This editorial appeared in Friday's
Washington Post
:
The video opens with an image of Eric H. Holder Jr., as ominous music plays in the background. Soon a headline reading "DOJ: Department of Jihad?" flashes onscreen as the narrator delivers the text in a conspiratorial tone: "So who did President Obama's Attorney General Eric Holder hire? (A)ttorneys who represented or advocated for terrorist detainees. Who are these government officials? ... Whose values do they share? Tell Eric Holder Americans have a right to know the identities of the al-Qaida 7."
A spokesman for Keep America Safe, the organization that produced the video, argues that it is interested only in "transparency" and that the "American people have a right to know whether lawyers who used to represent terrorists, including advocating for their immediate release, are now working on detainee issues inside the Department of Justice."

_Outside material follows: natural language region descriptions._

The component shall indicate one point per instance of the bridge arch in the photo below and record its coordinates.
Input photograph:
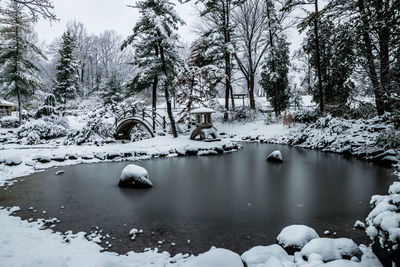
(124, 128)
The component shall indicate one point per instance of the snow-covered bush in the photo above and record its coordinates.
(9, 122)
(35, 131)
(362, 111)
(97, 127)
(389, 139)
(383, 222)
(305, 116)
(48, 107)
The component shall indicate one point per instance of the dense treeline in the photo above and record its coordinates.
(351, 50)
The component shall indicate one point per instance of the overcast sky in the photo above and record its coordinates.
(100, 15)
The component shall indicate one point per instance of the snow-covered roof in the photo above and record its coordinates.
(202, 110)
(6, 103)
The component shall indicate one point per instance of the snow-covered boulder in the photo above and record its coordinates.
(134, 176)
(275, 156)
(215, 257)
(332, 249)
(12, 160)
(389, 160)
(42, 158)
(326, 247)
(260, 255)
(296, 236)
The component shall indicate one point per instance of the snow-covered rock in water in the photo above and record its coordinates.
(12, 160)
(343, 263)
(42, 158)
(215, 257)
(59, 158)
(384, 220)
(100, 155)
(359, 225)
(296, 236)
(260, 255)
(134, 176)
(332, 249)
(275, 156)
(389, 160)
(210, 152)
(326, 247)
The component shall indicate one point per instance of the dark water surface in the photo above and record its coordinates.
(234, 201)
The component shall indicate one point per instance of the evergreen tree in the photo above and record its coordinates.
(155, 41)
(67, 76)
(196, 81)
(18, 73)
(337, 48)
(113, 89)
(218, 14)
(312, 21)
(377, 27)
(274, 76)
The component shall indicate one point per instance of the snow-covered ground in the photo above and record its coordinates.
(24, 243)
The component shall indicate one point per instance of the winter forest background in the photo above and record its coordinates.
(348, 59)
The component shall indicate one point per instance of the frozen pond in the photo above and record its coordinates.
(235, 201)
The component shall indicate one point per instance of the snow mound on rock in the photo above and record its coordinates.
(215, 257)
(331, 249)
(275, 156)
(134, 176)
(12, 160)
(296, 236)
(261, 255)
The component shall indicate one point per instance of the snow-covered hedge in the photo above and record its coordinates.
(35, 131)
(383, 222)
(305, 116)
(9, 122)
(97, 127)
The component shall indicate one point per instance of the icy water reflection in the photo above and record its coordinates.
(234, 201)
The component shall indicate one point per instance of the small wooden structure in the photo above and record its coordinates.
(240, 96)
(205, 131)
(6, 108)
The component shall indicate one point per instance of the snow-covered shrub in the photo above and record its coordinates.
(389, 139)
(362, 111)
(48, 107)
(242, 114)
(383, 222)
(9, 122)
(97, 127)
(35, 131)
(305, 116)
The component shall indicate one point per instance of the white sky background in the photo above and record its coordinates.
(101, 15)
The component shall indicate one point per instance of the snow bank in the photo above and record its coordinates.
(35, 158)
(296, 236)
(134, 176)
(383, 222)
(215, 257)
(275, 156)
(260, 255)
(331, 249)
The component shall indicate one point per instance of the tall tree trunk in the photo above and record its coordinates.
(251, 91)
(318, 54)
(384, 39)
(271, 41)
(154, 94)
(167, 95)
(368, 54)
(19, 105)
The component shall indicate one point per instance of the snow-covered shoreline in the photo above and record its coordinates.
(51, 249)
(31, 159)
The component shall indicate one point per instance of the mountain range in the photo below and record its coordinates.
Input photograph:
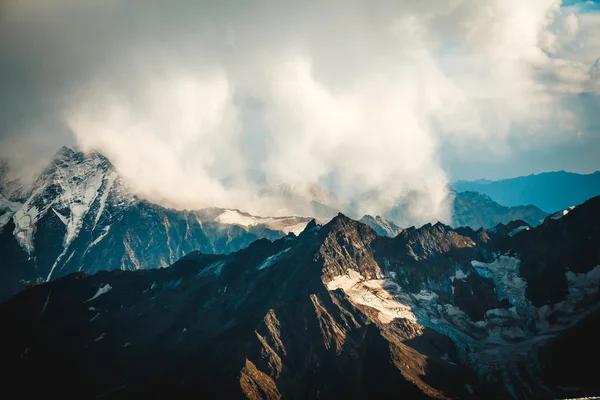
(336, 312)
(79, 216)
(550, 191)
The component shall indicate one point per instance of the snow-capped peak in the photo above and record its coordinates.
(69, 186)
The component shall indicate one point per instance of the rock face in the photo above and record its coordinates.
(78, 216)
(478, 210)
(382, 226)
(337, 312)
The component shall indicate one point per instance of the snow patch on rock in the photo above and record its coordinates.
(272, 259)
(102, 290)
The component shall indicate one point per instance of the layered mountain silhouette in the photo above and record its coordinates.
(337, 312)
(550, 191)
(79, 216)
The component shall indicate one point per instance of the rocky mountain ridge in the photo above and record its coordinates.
(338, 311)
(79, 216)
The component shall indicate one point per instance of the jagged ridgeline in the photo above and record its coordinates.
(338, 312)
(79, 216)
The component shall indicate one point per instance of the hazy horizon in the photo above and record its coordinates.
(202, 103)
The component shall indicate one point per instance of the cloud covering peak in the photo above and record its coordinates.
(201, 103)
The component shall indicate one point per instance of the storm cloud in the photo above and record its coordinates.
(203, 103)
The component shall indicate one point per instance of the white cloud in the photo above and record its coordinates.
(195, 100)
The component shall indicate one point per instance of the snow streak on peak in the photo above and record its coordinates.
(69, 186)
(284, 224)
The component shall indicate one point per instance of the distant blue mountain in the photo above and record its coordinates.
(550, 191)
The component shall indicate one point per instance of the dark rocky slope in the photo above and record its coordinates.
(338, 312)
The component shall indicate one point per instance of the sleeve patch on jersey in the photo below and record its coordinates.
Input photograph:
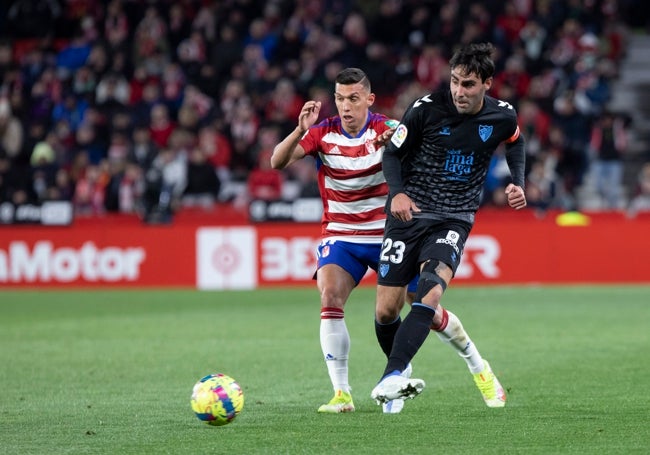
(485, 131)
(399, 136)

Yet the video is far more than a call for transparency. It is an effort to smear the Obama administration and the reputations of Justice Department lawyers who, before joining the administration, acted in the best traditions of this country by volunteering to take on the cases of suspected terrorists. They now find themselves the target of a video demanding that they be identified, as if they had committed a crime or needed to be exposed for subverting national security.
In a less inflammatory way, Sen. Charles E. Grassley, R-Iowa, and Rep. Frank R. Wolf, R-Va., have been asking the Justice Department to provide information about its lawyers who worked on detainee matters before joining the administration and about those lawyers' current responsibilities.

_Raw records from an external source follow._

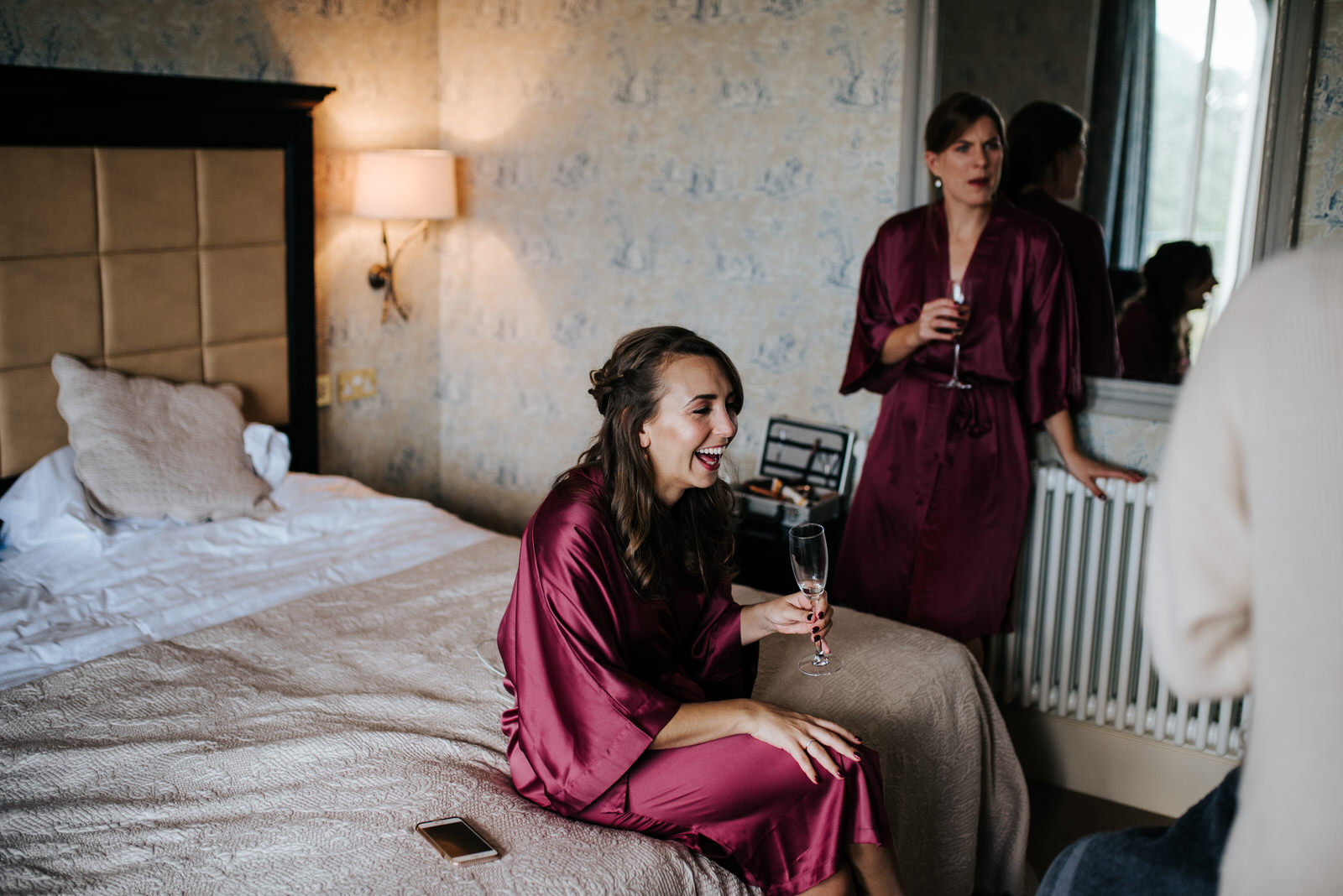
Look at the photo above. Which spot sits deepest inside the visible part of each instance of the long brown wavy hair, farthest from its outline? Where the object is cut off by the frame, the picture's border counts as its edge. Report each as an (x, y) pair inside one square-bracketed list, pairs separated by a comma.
[(693, 535)]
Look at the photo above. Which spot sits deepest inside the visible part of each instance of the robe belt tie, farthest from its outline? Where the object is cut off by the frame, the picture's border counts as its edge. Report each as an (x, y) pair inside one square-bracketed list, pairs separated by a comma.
[(969, 414)]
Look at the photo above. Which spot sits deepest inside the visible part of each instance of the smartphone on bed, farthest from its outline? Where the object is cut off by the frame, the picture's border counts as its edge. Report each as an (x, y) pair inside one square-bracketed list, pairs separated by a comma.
[(457, 840)]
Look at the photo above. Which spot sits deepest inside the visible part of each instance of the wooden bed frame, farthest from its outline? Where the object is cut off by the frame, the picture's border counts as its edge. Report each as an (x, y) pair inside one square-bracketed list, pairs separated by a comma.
[(67, 107)]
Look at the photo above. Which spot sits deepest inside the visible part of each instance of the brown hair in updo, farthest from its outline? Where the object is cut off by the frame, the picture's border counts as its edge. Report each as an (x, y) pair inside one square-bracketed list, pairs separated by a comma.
[(695, 535), (1038, 133)]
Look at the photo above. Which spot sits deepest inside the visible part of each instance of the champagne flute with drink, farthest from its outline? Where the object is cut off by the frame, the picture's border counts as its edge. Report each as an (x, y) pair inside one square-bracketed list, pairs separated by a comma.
[(810, 565)]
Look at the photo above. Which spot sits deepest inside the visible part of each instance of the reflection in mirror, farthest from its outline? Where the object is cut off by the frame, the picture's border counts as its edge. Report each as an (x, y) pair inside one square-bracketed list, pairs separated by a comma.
[(1201, 129)]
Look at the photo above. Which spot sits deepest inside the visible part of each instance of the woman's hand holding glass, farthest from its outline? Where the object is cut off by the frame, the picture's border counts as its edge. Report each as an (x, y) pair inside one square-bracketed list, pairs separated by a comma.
[(940, 320), (794, 615)]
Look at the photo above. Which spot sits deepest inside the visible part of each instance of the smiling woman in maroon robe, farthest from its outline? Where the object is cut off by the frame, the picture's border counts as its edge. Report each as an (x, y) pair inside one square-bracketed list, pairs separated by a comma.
[(937, 519), (631, 665)]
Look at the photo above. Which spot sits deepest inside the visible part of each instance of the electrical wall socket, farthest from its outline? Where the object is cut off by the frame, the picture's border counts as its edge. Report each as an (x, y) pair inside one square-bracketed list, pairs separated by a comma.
[(353, 385)]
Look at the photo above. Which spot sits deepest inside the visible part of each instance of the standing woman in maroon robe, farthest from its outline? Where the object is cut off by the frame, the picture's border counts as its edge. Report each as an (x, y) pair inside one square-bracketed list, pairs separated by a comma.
[(937, 521), (631, 667), (1044, 168)]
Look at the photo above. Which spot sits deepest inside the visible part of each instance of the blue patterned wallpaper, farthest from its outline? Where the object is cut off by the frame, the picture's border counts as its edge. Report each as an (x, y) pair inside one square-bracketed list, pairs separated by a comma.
[(715, 164), (1322, 190), (720, 164)]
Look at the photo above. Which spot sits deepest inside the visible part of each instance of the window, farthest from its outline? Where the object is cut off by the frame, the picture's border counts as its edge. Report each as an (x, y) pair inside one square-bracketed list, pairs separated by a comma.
[(1206, 100)]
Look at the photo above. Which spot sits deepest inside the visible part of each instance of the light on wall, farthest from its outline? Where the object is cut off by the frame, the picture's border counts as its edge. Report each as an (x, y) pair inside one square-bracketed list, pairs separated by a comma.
[(403, 184)]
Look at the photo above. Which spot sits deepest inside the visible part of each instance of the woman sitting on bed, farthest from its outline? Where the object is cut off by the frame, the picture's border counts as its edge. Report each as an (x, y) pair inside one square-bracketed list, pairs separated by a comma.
[(631, 665)]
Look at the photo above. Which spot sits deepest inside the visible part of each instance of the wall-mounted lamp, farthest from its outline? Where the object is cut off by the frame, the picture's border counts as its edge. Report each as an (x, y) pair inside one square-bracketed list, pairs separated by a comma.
[(403, 184)]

This strikes us as a legitimate inquiry -- to a point. But the lawmakers go too far when they argue that any lawyer who advocated on behalf of detainee rights in private practice should be barred from involvement in all administration matters involving terrorism or detention issues.

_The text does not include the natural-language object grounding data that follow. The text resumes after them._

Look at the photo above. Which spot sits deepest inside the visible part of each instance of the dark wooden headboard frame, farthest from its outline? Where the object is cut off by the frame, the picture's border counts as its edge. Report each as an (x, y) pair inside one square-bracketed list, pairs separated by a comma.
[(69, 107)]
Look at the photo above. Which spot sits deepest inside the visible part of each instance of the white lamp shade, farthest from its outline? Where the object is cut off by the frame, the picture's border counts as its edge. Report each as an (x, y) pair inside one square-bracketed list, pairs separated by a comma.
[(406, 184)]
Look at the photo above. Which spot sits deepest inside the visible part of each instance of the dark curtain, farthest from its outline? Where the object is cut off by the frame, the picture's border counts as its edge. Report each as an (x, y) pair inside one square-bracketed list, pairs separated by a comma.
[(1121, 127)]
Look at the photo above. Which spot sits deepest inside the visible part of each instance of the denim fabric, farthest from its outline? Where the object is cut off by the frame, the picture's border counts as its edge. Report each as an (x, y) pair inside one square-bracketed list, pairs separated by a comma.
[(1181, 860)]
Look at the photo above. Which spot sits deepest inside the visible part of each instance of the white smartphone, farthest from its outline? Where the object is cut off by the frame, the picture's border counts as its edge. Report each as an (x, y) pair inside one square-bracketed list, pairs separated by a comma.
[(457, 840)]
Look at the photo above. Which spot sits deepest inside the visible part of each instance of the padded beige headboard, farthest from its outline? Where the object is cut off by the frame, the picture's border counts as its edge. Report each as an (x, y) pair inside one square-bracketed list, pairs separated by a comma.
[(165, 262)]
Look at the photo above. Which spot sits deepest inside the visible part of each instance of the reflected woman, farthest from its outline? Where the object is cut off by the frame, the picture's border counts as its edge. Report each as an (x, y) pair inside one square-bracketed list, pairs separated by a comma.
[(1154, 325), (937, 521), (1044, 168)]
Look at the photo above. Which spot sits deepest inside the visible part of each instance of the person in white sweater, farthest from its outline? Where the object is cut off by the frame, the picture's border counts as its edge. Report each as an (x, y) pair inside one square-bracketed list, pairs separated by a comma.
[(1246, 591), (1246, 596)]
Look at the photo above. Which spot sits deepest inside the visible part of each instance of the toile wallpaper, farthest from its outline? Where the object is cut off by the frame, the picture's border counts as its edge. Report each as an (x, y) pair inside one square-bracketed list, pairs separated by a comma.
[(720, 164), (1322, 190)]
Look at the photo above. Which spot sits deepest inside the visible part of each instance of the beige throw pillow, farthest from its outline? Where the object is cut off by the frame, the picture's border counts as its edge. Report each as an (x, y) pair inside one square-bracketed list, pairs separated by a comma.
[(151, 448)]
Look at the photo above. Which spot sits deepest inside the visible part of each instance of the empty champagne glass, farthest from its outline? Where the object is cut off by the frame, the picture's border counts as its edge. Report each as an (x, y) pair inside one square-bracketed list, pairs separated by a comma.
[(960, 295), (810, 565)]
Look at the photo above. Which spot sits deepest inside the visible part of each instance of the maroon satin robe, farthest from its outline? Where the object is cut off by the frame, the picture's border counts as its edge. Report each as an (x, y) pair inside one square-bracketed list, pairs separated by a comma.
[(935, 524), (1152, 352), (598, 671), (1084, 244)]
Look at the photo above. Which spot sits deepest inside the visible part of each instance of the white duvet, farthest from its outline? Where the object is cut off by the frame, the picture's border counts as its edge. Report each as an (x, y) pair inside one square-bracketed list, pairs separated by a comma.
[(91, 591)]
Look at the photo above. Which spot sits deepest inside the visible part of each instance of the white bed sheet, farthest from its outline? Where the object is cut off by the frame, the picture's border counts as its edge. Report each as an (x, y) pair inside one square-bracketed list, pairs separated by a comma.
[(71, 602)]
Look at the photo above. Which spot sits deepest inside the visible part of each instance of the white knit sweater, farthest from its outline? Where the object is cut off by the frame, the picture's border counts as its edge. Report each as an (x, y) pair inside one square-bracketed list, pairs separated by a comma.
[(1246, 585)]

It is important to remember that no less an authority than the Supreme Court ruled that those held at the U.S. Naval Base at Guantanamo Bay, Cuba, must be allowed to challenge their detentions in a U.S. court. It is also worth remembering that the Bush administration wanted to try some Guantanamo detainees in military commissions -- a forum in which a defendant is guaranteed legal representation.
Even so, it took courage for attorneys to stand up in the midst of understandable societal rage to protect the rights of those accused of terrorism. Advocates knew that ignorance and fear would too often cloud reason. The video from Keep America Safe proves they were right.